All fats are not created equal. But which are good and which are not. Here are a few tips on how to choose.
Few things, aside from politics, hold more controversy in the media than nutrition recommendations. Experts from diverse professional and personal backgrounds promote their own guidelines and programs as best, while denouncing all others, much to the confusion and detriment of the general public. Nowhere is this more true than with dietary fat recommendations. Longstanding nutritional wisdom recommends a low fat diet as best, whereas recent updates have trumpeted the “Eat all the fat you want, it’s carbs that are bad!” message, which has been embraced widely. So which is correct, and does the source of fat matter?

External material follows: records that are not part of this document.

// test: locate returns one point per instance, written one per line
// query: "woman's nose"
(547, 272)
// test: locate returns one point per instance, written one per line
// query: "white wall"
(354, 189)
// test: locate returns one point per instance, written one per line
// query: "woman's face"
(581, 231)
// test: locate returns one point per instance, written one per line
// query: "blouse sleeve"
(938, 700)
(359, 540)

Without delving deeply into the mountain of research, I choose to recommend a low to moderate fat diet to my clients and anyone else who cares to ask. My rationale is simple; just because the previous research is old does not mean it was bad science, and looking at healthy populations around the world we consistently find that they consume moderate to low fat diets. In fact, you can research the diets of the longest lived people in the world, in places such as Linda Vista California, Bama China, or Okinawa Japan, and you will consistently find these populations eat a low fat diet and enjoy excellent health for upwards of 100 years! Not only does that evidence convince me, but eating a higher fat diet will displace the other extremely important macronutrients: carbohydrates and protein. Carbohydrates are essential because they are the primary fuel for our muscles and nervous system, and they have the greatest stimulatory impact on our metabolic rate, and protein is important for maintenance and repair of body tissues.

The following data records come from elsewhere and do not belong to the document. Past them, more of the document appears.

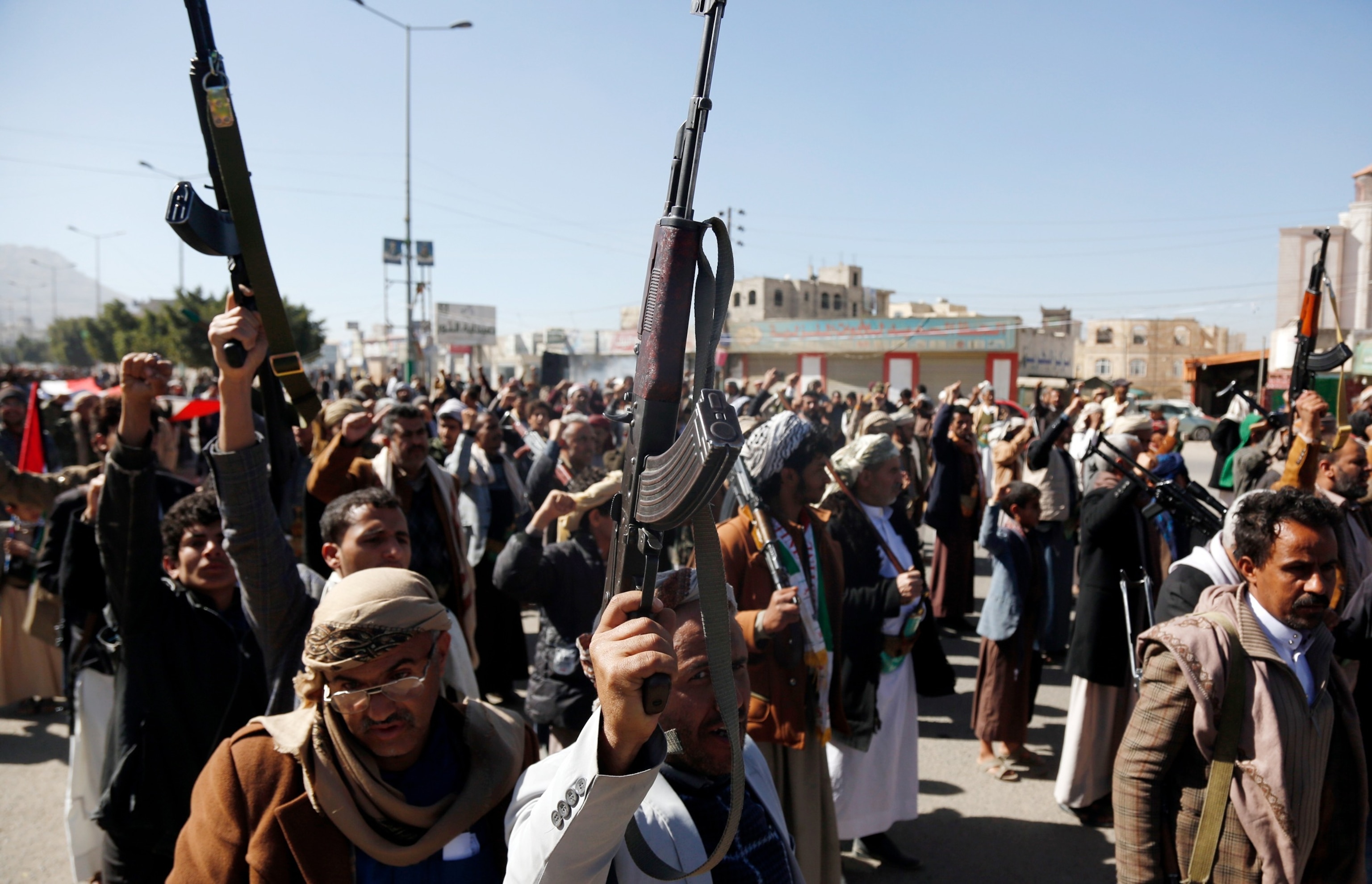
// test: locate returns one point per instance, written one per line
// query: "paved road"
(972, 828)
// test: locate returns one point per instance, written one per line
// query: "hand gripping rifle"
(670, 479)
(1192, 505)
(234, 231)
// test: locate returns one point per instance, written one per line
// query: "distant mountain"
(76, 291)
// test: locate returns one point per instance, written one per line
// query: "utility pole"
(96, 238)
(65, 265)
(729, 221)
(411, 345)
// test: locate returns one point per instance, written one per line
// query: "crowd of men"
(316, 668)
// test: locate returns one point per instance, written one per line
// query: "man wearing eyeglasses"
(376, 778)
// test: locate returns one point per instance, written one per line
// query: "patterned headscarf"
(769, 446)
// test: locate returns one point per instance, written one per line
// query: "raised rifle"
(1192, 505)
(1308, 362)
(670, 479)
(234, 231)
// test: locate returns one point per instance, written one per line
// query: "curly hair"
(199, 509)
(1261, 517)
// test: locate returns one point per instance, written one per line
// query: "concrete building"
(832, 294)
(1150, 353)
(835, 329)
(1349, 262)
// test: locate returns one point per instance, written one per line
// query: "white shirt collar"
(1290, 645)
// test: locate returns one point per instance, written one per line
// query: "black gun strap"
(284, 358)
(712, 303)
(715, 623)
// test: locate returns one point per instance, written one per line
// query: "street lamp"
(65, 265)
(96, 238)
(180, 257)
(409, 244)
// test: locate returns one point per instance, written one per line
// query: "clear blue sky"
(1116, 158)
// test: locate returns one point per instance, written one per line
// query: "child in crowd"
(1006, 664)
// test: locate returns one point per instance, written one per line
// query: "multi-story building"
(1349, 263)
(1150, 353)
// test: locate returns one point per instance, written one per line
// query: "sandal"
(996, 768)
(1024, 760)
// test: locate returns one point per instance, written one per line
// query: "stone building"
(1150, 353)
(1349, 262)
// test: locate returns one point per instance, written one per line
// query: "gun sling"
(1226, 753)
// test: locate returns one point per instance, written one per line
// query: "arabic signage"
(464, 324)
(874, 335)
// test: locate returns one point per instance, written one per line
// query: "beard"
(1308, 610)
(698, 759)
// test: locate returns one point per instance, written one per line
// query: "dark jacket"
(187, 676)
(1112, 532)
(946, 486)
(567, 582)
(869, 600)
(1180, 591)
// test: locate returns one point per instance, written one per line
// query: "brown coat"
(1161, 776)
(251, 821)
(777, 708)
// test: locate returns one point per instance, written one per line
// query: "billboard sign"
(464, 324)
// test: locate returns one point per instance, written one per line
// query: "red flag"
(31, 449)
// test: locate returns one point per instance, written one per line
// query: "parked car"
(1194, 424)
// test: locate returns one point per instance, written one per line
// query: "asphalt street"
(972, 828)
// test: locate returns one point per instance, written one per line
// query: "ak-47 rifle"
(670, 479)
(1308, 362)
(234, 231)
(1193, 505)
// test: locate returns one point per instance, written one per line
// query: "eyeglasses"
(356, 702)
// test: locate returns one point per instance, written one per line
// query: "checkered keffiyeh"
(769, 446)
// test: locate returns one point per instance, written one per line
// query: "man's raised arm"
(611, 767)
(275, 600)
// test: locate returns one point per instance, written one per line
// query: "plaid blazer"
(1160, 784)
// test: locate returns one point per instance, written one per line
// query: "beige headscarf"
(364, 617)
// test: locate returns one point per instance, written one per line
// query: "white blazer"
(593, 809)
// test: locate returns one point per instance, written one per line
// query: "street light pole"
(411, 343)
(96, 238)
(54, 269)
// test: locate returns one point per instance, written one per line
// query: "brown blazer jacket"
(777, 709)
(251, 821)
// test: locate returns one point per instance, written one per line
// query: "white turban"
(769, 446)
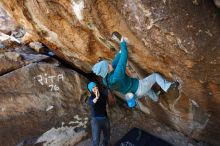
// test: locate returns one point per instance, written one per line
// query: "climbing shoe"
(116, 36)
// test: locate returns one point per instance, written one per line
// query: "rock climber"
(115, 78)
(99, 118)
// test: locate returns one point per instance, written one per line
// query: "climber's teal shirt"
(118, 79)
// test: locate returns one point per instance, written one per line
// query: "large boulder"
(179, 39)
(7, 24)
(38, 97)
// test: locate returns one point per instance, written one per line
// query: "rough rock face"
(6, 23)
(37, 97)
(179, 39)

Due to these facts, I generally recommend my clients consume about 20% of their daily calories from sources of fat. But do the sources matter? Of course they do! As with any other nutrient you care to name, the most health supporting sources of dietary fats are whole plant foods because they contain antioxidants, fiber, concentrated micronutrients and phytochemicals. Animal sources of fat have little to none of these micronutrients and antioxidants. Animal sources also have much higher proportions of saturated fat and environmental contaminants, and contain cholesterol.

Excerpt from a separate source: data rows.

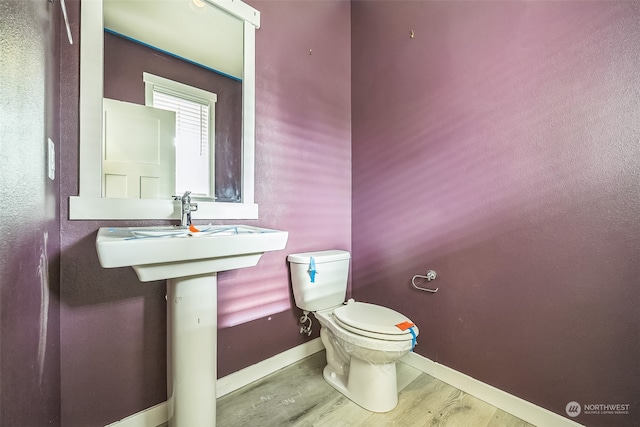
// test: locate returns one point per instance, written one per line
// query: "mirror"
(233, 166)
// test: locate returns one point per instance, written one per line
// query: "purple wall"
(112, 326)
(29, 229)
(500, 147)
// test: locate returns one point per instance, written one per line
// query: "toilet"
(363, 341)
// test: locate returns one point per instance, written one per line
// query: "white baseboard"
(158, 414)
(516, 406)
(245, 376)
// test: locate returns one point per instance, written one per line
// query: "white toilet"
(363, 341)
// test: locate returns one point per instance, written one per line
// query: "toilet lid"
(371, 318)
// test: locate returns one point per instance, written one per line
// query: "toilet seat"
(373, 321)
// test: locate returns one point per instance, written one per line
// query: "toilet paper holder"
(431, 275)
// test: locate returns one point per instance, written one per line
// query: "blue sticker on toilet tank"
(312, 269)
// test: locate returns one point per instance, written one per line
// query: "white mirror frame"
(90, 204)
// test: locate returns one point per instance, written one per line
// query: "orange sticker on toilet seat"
(405, 325)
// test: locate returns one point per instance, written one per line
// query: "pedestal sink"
(189, 261)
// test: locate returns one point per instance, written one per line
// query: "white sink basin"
(157, 253)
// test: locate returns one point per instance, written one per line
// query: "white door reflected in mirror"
(235, 195)
(138, 150)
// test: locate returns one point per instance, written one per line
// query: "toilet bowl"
(362, 341)
(362, 365)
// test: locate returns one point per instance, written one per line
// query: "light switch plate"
(51, 159)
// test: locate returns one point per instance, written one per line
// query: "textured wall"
(113, 327)
(29, 219)
(501, 147)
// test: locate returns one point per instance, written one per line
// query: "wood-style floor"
(298, 396)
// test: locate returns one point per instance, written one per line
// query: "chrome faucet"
(187, 208)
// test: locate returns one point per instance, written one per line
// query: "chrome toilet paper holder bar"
(431, 275)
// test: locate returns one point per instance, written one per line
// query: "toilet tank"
(327, 287)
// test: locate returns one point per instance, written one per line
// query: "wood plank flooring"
(299, 396)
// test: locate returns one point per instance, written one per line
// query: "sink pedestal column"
(192, 327)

The most concentrated sources of plant fats are found in nuts, seeds, olives, and avocados. Avoid processed forms of these foods such as oils because you will be missing out on all the bonus nutrition I mentioned about And when consuming these foods it’s a good idea to err on the side of extra omega three fat sources since they tend to be harder to get in the diet. Great whole food sources of omega three fatty acids are chia seeds, ground flax seeds, hemp seeds, and walnuts.
So the next time you’re wondering if grabbing that handful of nuts is a good idea, go right ahead because, in moderation, you will be supporting your long term health. Just keep in mind that these foods are very high in calories, so it can be easy to overshoot that 20% guideline!